Meine Frage ist nun da ich ja um die Farbe des Effektes zu ändern die Ebene auf Hintergrundebene reduzieren muss, kann man das auch so hinbekommen das der Text seinen transparenten Hintergrund behält?


----------



## Jan-Frederik Stieler (2. April 2006)

Hi,
kannst du uns mal den Link zu dem Tut posten. Warum must du das ganze auf die Hintergrundebene reduzieren? Um welchen Effekt handelt es sich den?

Gruß


----------



## Norman_79 (3. April 2006)

Okay ich Poste mal die Links zum Tutorial aber bei beidem ist jeweils Vorraussetzung
 auf eine Ebene zu reduzieren.

http://www.designnation.de/Tutorial-lesen_KristallschriftmitPhotoshop.html

http://www.drweb.de/photoshop/glitzer_schrift.shtml


----------



## Jan-Frederik Stieler (3. April 2006)

Also so wie ich das verstanden habe wird die reduzierung auf die Hintergrundebene nur benötigt damit der Text keine Tetxebene mehr ist. Das kannst du aber auch erreichen indem du die Textebene rasterst oder nicht auf Hintergrundebene reduzierst sondern nur zwei ebenen miteinender verbindest und ebenfalls strg+e drückst.

Gruß


----------



## Norman_79 (3. April 2006)

Das was ich erreichen will ist das ich diesen Glitzer Effekt in ein anderes Bild einbetten will(d.h.: der Hintergrund muss transparent sein).

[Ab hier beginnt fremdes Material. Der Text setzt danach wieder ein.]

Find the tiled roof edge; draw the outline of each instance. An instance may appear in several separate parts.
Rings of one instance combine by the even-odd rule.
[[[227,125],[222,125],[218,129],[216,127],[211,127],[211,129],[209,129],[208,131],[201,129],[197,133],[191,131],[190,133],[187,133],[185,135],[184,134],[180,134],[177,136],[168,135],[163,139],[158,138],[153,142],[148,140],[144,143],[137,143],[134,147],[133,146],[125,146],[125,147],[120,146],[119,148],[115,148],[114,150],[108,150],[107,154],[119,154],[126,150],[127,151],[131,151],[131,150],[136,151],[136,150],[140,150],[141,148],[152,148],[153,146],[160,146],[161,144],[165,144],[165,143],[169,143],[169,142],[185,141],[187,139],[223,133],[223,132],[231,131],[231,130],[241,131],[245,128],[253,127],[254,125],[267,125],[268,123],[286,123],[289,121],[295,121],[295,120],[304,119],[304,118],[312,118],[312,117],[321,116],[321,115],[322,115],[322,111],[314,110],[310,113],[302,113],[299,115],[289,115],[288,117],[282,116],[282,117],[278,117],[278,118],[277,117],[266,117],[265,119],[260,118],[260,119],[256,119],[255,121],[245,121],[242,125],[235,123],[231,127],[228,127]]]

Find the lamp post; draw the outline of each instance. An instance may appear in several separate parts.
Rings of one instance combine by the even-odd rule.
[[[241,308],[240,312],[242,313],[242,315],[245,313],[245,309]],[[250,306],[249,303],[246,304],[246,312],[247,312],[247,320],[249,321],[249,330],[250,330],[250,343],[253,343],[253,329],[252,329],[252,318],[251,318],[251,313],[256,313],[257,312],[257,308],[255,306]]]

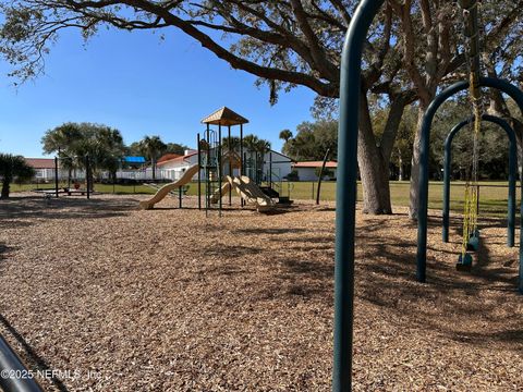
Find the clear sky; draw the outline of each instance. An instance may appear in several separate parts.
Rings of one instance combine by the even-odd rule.
[[[311,120],[315,94],[281,93],[270,107],[267,87],[174,29],[102,30],[84,47],[77,32],[62,34],[46,58],[46,74],[15,88],[0,64],[0,151],[41,157],[44,133],[64,122],[95,122],[121,131],[131,144],[144,135],[195,146],[199,121],[227,106],[247,118],[245,134],[279,150],[281,130]],[[238,132],[238,131],[236,131]]]

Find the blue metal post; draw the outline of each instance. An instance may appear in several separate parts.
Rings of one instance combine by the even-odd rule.
[[[511,85],[507,81],[492,77],[482,77],[479,79],[481,87],[497,88],[510,96],[523,113],[523,91]],[[419,149],[419,204],[417,220],[417,256],[416,256],[416,277],[419,282],[426,280],[426,261],[427,261],[427,209],[428,209],[428,151],[430,143],[430,127],[434,117],[439,107],[454,94],[469,88],[469,82],[458,82],[441,91],[429,105],[422,124],[422,137]],[[523,184],[522,184],[523,189]],[[523,204],[520,207],[520,279],[519,291],[523,294],[523,235],[521,228],[523,225]]]
[[[352,388],[354,313],[354,225],[356,152],[363,45],[384,0],[362,0],[346,32],[341,57],[340,125],[336,199],[335,355],[332,391]]]
[[[507,212],[507,245],[514,246],[515,237],[515,181],[518,177],[518,144],[515,139],[514,130],[507,121],[501,118],[483,114],[482,120],[495,123],[506,132],[509,137],[509,196],[508,196],[508,212]],[[471,117],[450,131],[445,140],[445,164],[443,164],[443,242],[449,242],[449,216],[450,216],[450,168],[452,163],[452,142],[455,135],[467,124],[474,121]],[[479,201],[479,199],[478,199]],[[479,210],[479,209],[478,209]]]

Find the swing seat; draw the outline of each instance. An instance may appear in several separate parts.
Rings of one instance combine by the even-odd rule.
[[[455,265],[455,269],[458,271],[470,271],[472,269],[472,255],[465,254],[465,257],[460,255],[458,258],[458,264]]]
[[[477,252],[479,249],[479,231],[476,230],[466,243],[466,250]]]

Ebenso muß es aber auch noch möglich sein den Farbton des Effektes zu ändern.

Hoffe du kannst mir da helfen.


----------



## Leola13 (3. April 2006)

Hai,

wenn ich dich richtig verstanden habe, sollte es doch reichen den schwarzen Hintergrund auszuwählen, die Auswahl umzukehren und dann deine Schrift incl. Effekt kopieren und (wo auch immer du willst) einzufügen.


Ciao Stefan


----------



## Jan-Frederik Stieler (3. April 2006)

Also so wie ich das verstanden hab hatt doch der ganze Effekt nichts mit der Hintergrundebene sondern nur mit der Textebene zu tuen somit kannst du doch auch eine transparente Hintergrundebene anstadt eienr schwarzen verwenden. Oder verstehe ich da was an dem Tut falsch?

Gruß


----------



## Norman_79 (4. April 2006)

Hallo,
sorry das meine Antwort so lange gedauert hat aber ich hatte zu tuen.

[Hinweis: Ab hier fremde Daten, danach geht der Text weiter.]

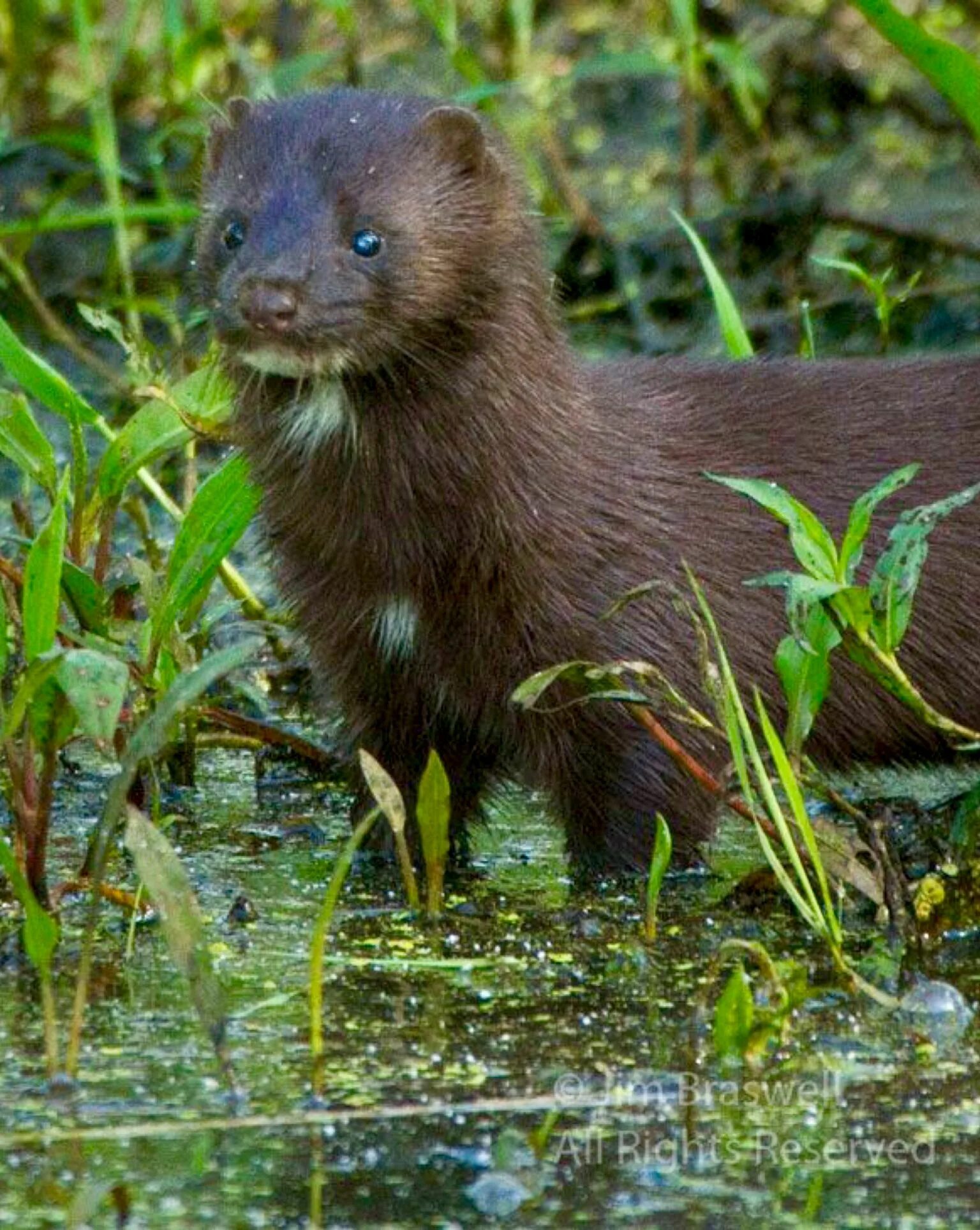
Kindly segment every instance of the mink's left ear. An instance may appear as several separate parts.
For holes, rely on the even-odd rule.
[[[466,175],[480,175],[497,162],[480,121],[465,107],[435,107],[419,124],[419,132]]]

Das mit dem Hintergrund(transparent von vornherein) klappt so leider nicht denn nachdem ich das Bild in ein indiziertes Bild umwandle(Vorraussetzung um die Farbe im nachhinein noch zu ändern)werden ja alle Ebenen auf eine reduziert und der Hintergrund ist dann weiss!

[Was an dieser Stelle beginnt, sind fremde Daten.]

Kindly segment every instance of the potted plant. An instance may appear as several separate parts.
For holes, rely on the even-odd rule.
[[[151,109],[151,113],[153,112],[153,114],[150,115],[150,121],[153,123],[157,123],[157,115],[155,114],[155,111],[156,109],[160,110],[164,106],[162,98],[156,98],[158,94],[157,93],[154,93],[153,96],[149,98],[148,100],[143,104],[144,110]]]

Vielleicht könnt ihr ja einfach mal selber das Tutorial machen(ist ja schnell getan) und dann versuchen meine Vorderung(Transparenz, Farbe variieren) durch zu führen.

Ich denke dann seht ihr genau was ich meine!


----------



## Jan-Frederik Stieler (4. April 2006)

Hi,
tja also du könntest die Farbpalette erstellen und abspeichern und dann das ganze als PNG transparent abspeichern und dabei die Farbpalette laden.
Oder du färbst das ganze halt von Hand ein, beispielsweise mit dem Verlaufswerkzeug.


----------



## Norman_79 (5. April 2006)

Hallo,
okay das mit dem Verlauf ist sicher eine Lösung aber ich hätte nicht gedacht dass das so ein Problem ist. Hatte mir das einfacher vorgestellt  

Auf alle Fälle schön Dank für eure Hilfe.


----------